Southeastern Section - 74th Annual Meeting - 2025

Paper No. 38-5
Presentation Time: 1:00 PM-5:00 PM

PROVENANCE OF SANDSTONE BLOCKS FROM THE 17TH CENTURY GOVERNOR’S WELL SITE, JAMESTOWN, VIRGINIA


BENSON, Zack1, BAILEY, Christopher1, KASTE, James M.1, STOCKLI, Daniel2 and STOCKLI, Lisa D.3, (1)Department of Geology, William & Mary, Williamsburg, VA 23187, (2)Department of Earth and Planetary Sciences, University of Texas at Austin, Austin, TX 78712, (3)Department of Geological Sciences, Jackson School of Geosciences, University of Texas at Austin, Austin, TX 78712

In 1607, Jamestown, Virginia was founded and became the first permanent English settlement in the Americas. In 2023, during the excavation of a well (termed the Governor’s Well) which dates to the 1610s, archaeologists recovered ~150 kg of sandstone blocks. As Jamestown sits on the Virginia Coastal Plain and is underlain by unconsolidated sediment, the Governor’s Well sandstone could not have been locally sourced but was instead transported to Virginia, likely as ballast stone. This study’s purpose is to determine the provenance of the sandstone excavated from the Governor’s Well.

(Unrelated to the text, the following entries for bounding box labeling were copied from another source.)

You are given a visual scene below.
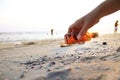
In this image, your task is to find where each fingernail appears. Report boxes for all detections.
[77,35,81,39]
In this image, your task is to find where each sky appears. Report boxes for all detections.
[0,0,120,32]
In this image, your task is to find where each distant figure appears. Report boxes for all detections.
[51,29,53,35]
[114,20,118,32]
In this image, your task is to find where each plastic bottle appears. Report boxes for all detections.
[64,32,98,44]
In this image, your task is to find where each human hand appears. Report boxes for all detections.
[68,13,99,39]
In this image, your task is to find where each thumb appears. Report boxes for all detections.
[77,27,87,39]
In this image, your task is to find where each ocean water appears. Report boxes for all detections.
[0,32,64,42]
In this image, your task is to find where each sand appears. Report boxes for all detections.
[0,33,120,80]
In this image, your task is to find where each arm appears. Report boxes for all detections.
[68,0,120,39]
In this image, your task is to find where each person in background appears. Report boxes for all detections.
[65,0,120,39]
[114,20,118,32]
[51,29,53,35]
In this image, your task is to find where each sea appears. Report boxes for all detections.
[0,31,120,43]
[0,32,65,42]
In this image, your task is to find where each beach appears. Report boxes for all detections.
[0,33,120,80]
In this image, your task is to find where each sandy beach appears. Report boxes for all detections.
[0,33,120,80]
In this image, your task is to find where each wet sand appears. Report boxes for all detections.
[0,33,120,80]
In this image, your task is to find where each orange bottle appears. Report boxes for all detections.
[65,32,98,44]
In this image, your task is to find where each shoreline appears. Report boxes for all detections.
[0,33,120,80]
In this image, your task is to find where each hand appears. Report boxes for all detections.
[68,13,99,39]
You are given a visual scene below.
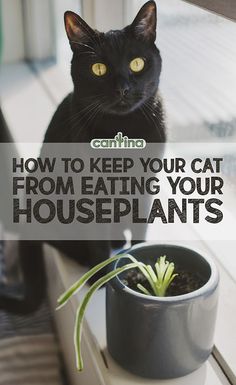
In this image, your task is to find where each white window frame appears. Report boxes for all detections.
[184,0,236,20]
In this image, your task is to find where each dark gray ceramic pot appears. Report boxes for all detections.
[106,243,219,379]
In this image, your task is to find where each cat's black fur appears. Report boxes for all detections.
[0,1,165,313]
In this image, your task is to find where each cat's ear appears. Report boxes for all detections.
[131,1,157,42]
[64,11,95,45]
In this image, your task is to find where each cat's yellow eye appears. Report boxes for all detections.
[129,57,145,72]
[92,63,107,76]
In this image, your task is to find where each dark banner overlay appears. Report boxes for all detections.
[0,142,236,240]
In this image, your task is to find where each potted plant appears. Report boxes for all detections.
[58,243,219,378]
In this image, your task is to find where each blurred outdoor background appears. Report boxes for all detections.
[0,0,236,142]
[0,0,236,194]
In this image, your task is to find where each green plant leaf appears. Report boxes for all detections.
[137,283,152,295]
[57,254,138,310]
[74,262,139,371]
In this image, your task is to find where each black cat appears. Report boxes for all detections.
[0,1,166,313]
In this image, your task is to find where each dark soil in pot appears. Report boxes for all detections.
[122,265,205,296]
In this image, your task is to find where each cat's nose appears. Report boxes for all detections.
[116,86,129,98]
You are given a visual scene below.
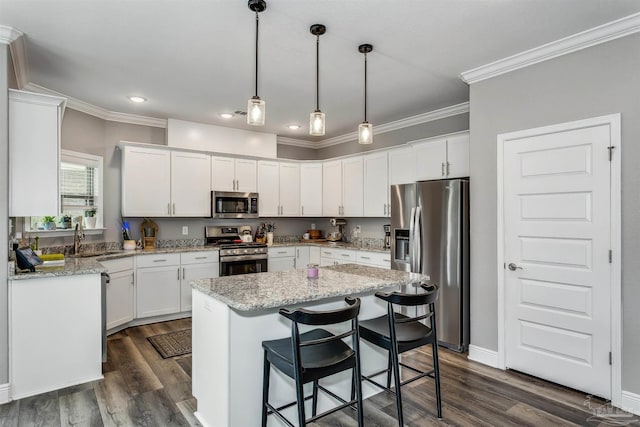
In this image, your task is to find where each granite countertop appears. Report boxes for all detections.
[269,240,391,253]
[191,264,429,312]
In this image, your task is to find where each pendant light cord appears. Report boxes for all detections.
[255,12,260,98]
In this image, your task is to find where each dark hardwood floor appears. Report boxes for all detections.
[0,319,620,427]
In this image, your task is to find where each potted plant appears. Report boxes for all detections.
[84,209,96,228]
[42,216,56,230]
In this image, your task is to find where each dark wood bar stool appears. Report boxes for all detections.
[360,284,442,426]
[262,297,364,427]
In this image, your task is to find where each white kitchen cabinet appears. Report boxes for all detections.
[389,146,416,185]
[413,132,469,181]
[341,156,364,217]
[267,246,296,272]
[211,156,257,193]
[258,160,300,217]
[300,163,322,217]
[8,274,102,400]
[180,251,220,311]
[8,89,66,216]
[171,151,211,217]
[363,151,391,217]
[296,246,311,268]
[136,254,181,318]
[100,257,135,331]
[122,146,171,217]
[322,160,342,216]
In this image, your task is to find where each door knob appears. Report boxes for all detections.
[507,263,522,271]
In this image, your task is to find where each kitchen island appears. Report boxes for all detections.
[192,264,429,427]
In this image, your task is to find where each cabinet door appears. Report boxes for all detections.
[413,139,447,181]
[180,262,220,311]
[389,147,416,185]
[341,156,364,216]
[171,151,211,217]
[236,159,258,193]
[107,270,134,330]
[136,265,181,318]
[300,163,322,217]
[122,146,171,217]
[322,160,342,216]
[211,156,236,191]
[258,160,280,216]
[296,246,311,268]
[363,152,391,217]
[9,89,64,216]
[280,163,300,216]
[447,132,469,178]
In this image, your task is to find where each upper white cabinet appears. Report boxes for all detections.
[322,156,363,217]
[258,160,300,216]
[363,151,391,217]
[413,132,469,181]
[122,146,211,217]
[171,151,211,217]
[211,156,257,193]
[389,146,416,185]
[9,89,66,216]
[300,163,322,217]
[122,146,171,217]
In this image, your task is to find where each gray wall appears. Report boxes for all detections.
[317,114,469,159]
[470,34,640,393]
[0,43,13,384]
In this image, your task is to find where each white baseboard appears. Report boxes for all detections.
[620,390,640,415]
[468,344,498,368]
[0,383,11,405]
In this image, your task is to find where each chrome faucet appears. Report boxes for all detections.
[73,224,84,255]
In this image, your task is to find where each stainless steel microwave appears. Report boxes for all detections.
[211,191,258,218]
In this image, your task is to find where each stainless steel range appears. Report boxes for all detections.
[204,226,268,276]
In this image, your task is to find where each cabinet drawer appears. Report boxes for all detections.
[136,254,180,268]
[100,257,133,273]
[180,251,220,264]
[356,252,391,268]
[269,246,296,258]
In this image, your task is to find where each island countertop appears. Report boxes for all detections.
[191,264,429,312]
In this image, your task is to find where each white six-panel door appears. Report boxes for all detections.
[503,115,612,398]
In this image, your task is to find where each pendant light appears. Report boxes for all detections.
[358,44,373,145]
[247,0,267,126]
[309,24,327,136]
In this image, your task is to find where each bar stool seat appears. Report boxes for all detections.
[262,297,364,427]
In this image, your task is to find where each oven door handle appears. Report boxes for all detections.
[220,254,269,262]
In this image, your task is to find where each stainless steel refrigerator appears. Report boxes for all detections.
[391,179,469,352]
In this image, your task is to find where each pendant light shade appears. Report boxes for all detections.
[309,24,327,136]
[358,44,373,145]
[247,0,267,126]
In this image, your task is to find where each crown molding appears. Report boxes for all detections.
[460,13,640,84]
[0,25,29,89]
[24,83,167,129]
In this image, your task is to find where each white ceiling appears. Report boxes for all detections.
[0,0,640,141]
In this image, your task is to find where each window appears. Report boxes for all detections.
[28,150,103,231]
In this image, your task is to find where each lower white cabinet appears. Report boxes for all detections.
[267,246,296,272]
[9,274,102,400]
[180,251,220,311]
[136,254,181,318]
[101,257,135,330]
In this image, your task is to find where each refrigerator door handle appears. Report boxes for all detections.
[413,206,422,273]
[409,208,416,272]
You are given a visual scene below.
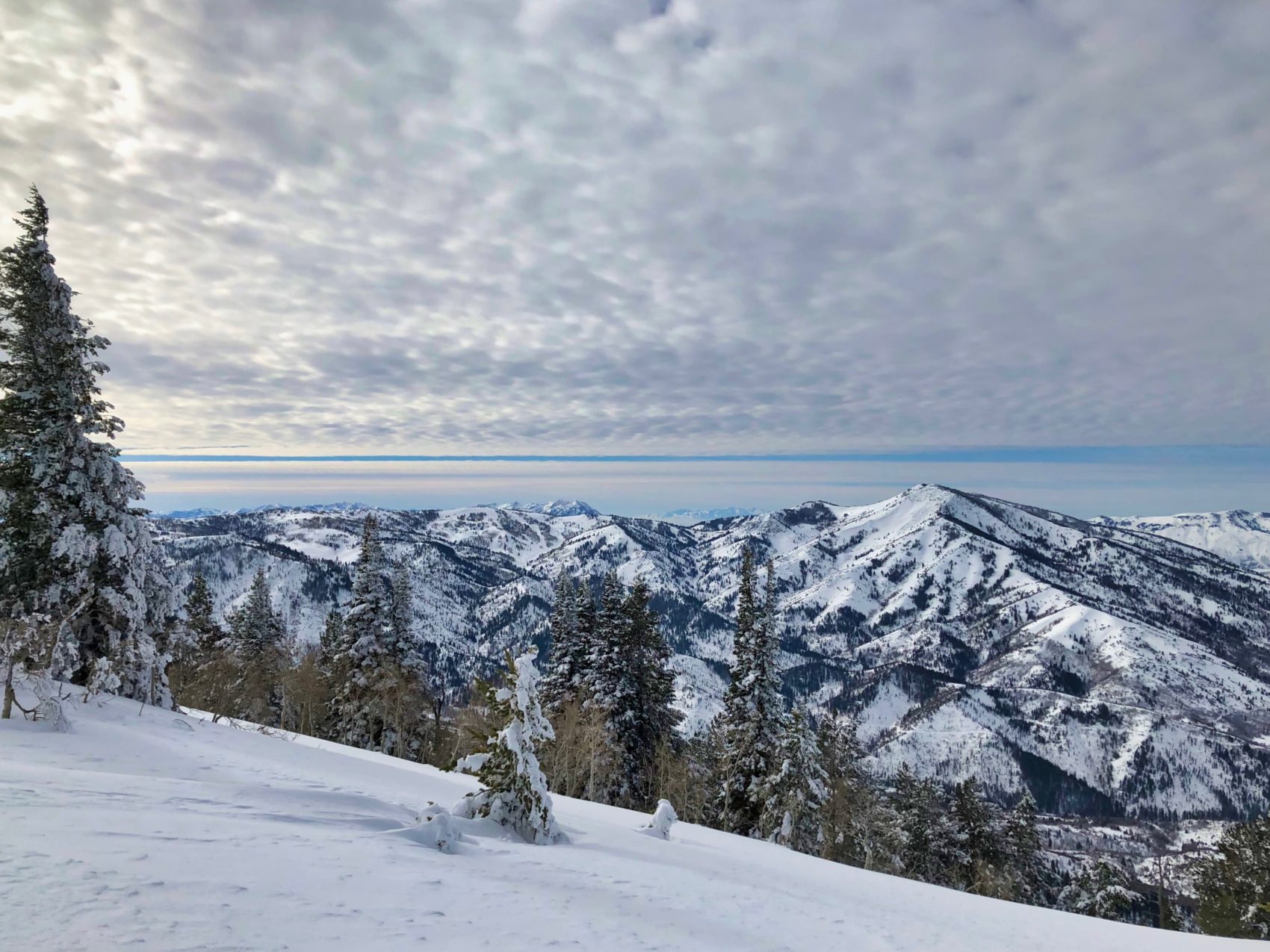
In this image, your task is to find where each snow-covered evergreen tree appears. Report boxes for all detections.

The sandstone was analyzed using hand samples, thin-sections, sieve analyses, elemental geochemistry, and U-Pb detrital zircon geochronology. The rock is a gray-brown, fine-grained, loosely consolidated quartz wacke. Sand-sized grains comprise approximately 47% of the total mass, with the matrix being primarily silt (~43%) with some clay (~10%). Grains are mostly subangular quartz, with some micaceous minerals and accessory zircon. Curved pore spaces in the rock may be evidence of plant roots and/or dissolved shells. Preliminary XRF analysis returned an elemental composition of primarily SiO2 (85.5%) with smaller amounts of Al (4.6%), and Fe as Fe2O3 (3.0%), with very little Ca as CaO (0.2%), indicating that the cement is iron.

130 detrital zircon grains were analyzed via LA-ICP mass spectroscopy and yielded a wide range of ages with the oldest zircons at 2.8 Ga and the youngest zircons between 280 - 300 Ma. The age population consists of 15% Paleozoic, 15% Ediacaran, 25% Mesoproterozoic, and 25% Paleoproterozoic grains. Major age gaps occur between 680 - 950 Ma and 2.1 - 2.6 Ga. These age distributions are remarkably similar to detrital zircon age populations in Paleogene sandstone units from southeastern England.

Most major voyages to Jamestown in its early history departed from London where the local geology is comprised of Cenozoic marine sedimentary rock that crop out in the immediate vicinity of London and the Thames estuary. Future work will focus on identifying a formation within this geographical region which best matches the data we have gathered on the Governor’s Well sandstone.